Le parlement sénégalais attend aussi, à en croire Awa Guèye, Première vice-présidente de l'Assemblée nationale, beaucoup de la coopération parlementaire dans l'intérêt bien compris des populations à la base. Dans son discours devant la Représentation nationale du Burkina à l'occasion de l'ouverture de la première session ordinaire 2013 de notre 5è législature, elle a rappelé à ses homologues que « les chantiers institutionnels des parlements de la CEDEAO et de l'Union africaine sont les nôtres, nous avons une responsabilité historique partagée d'½uvrer ensemble pour que ces institutions accompagnent et contribuent au développement de l'unité africaine et au bonheur de nos peuples ». Elle a également tenu à préciser que « nos peuples nourrissent beaucoup d'espoirs en plaçant leur confiance en nous pour porter leur parole et assurer un plaidoyer pour la défense de leurs intérêts ».

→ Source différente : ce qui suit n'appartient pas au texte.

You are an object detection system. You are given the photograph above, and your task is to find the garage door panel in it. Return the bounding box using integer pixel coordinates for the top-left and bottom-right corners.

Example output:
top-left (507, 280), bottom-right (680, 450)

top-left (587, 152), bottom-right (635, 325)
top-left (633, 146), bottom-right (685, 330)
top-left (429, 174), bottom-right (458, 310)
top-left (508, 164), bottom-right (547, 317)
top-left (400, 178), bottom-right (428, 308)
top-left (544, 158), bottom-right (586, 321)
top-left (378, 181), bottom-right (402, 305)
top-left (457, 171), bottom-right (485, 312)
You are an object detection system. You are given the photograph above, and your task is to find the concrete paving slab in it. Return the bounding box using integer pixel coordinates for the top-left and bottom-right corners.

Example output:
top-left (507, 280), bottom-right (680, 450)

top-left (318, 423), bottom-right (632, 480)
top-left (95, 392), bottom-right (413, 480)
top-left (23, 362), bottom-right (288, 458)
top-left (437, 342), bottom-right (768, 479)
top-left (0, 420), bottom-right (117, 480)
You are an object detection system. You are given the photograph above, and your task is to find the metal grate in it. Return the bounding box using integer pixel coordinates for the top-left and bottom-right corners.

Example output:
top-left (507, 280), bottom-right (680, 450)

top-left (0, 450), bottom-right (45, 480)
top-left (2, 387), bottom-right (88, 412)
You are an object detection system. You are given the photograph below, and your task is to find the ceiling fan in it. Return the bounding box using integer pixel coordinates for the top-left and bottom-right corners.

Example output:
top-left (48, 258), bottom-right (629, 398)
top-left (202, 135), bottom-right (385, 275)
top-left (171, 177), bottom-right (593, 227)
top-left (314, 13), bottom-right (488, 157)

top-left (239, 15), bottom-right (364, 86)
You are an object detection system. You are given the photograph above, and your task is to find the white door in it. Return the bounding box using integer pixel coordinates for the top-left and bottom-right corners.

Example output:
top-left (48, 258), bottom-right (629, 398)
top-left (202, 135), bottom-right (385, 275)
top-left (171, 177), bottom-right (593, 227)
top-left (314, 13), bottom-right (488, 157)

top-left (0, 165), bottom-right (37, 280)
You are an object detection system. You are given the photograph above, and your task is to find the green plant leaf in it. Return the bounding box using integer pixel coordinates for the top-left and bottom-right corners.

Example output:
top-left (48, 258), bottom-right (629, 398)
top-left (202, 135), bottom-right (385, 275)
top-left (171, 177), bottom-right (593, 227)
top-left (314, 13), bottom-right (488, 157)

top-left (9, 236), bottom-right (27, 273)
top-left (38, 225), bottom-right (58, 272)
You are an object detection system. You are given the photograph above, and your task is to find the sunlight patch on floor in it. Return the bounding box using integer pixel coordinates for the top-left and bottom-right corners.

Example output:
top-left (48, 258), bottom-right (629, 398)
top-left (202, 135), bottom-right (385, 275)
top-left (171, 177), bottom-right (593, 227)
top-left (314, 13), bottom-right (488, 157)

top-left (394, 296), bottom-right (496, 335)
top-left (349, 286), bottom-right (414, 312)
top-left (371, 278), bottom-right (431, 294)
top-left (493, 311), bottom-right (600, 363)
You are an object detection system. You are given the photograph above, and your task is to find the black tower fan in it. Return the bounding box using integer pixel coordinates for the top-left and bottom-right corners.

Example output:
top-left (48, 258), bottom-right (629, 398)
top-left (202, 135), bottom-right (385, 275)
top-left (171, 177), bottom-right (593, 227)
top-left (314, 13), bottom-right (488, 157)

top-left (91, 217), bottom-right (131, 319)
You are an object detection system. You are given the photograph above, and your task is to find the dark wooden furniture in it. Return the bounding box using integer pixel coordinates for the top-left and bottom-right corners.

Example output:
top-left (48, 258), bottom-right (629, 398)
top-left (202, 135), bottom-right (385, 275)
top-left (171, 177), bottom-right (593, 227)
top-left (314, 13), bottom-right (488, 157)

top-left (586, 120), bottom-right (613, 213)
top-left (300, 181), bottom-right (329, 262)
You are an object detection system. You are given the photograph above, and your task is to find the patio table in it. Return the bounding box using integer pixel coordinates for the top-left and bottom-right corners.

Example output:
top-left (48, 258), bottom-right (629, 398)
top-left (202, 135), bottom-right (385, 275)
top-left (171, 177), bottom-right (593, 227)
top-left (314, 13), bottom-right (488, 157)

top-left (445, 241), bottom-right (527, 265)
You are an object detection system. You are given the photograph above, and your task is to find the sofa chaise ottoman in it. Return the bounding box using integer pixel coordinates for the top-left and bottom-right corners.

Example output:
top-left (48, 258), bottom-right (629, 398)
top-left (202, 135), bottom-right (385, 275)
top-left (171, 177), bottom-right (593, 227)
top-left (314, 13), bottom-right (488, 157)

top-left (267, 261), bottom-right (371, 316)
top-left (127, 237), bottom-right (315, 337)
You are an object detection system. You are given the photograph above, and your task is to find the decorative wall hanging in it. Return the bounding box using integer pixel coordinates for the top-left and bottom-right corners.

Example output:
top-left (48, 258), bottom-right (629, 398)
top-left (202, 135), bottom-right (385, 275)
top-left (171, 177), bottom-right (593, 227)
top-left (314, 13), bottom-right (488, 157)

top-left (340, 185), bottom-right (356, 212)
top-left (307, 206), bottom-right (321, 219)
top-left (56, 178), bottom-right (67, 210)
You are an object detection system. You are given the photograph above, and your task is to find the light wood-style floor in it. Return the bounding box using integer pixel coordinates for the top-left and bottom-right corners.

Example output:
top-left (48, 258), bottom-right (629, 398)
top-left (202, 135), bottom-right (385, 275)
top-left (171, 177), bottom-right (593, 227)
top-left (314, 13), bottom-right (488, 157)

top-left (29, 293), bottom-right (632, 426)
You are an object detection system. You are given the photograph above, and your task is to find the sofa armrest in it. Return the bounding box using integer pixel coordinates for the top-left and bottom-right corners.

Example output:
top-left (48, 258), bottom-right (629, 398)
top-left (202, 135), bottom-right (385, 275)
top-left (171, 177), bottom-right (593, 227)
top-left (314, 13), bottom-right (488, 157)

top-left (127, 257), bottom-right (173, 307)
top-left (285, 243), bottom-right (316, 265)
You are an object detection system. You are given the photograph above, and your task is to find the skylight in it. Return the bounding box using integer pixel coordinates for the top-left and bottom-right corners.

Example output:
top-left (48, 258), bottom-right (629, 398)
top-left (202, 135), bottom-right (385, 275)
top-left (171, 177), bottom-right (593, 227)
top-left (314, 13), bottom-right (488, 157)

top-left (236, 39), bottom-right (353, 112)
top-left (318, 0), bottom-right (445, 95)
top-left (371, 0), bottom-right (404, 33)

Le parlement togolais, à travers son travail législatif va toujours contribuer aux côtés de ses pairs dans l'espace CEDEAO pour l'atteinte du principal objectif communautaire, celui de l'intégration réelle de nos peuples. Ce message fort est celui de Selom Komi Klassou, Premier vice-président de l'Assemblée nationale du Togo. Pour être plus explicite avec ses homologues du Burkina, M. Klassou précise, « nous pensons que, plus que tous les autres acteurs, c'est le devoir de nous, parlementaires, de par notre fonction législative, de favoriser la tolérance et les échanges réciproques entre nos peuples ».

En ce qui concerne l'Assemblée nationale du Gabon, elle reste plus que jamais disposée à développer de concert avec l'Assemblée homologue de Burkina Faso et de la façon la plus débridée qui soit, « tous les axes de notre coopération susceptible de libérer nos énergies et de massifier nos échanges à bénéfice réciproque », a indiqué Guy Nzouba Ndama, président de l'Assemblée nationale du Gabon, qui a aussi tenu à préciser que le FESPACO constitue un des projets intégrateurs du continent.

De ce qui précède, l'on peut noter que la volonté de nos parlements à aller dans le sens d'une véritable coopération au profit des populations qui les ont mandatés, existe. Encore faut-il que cette volonté se concrétise en donnant lieu entre autres à la libre circulation des personnes et des biens, à la mise en ½uvre de projets intégrateurs. Cette démarche aura le mérite d'actionner l'instauration des Etats-Unis d'Afrique ; ou à tout le moins, de lui donner une forte et favorable assise sociale.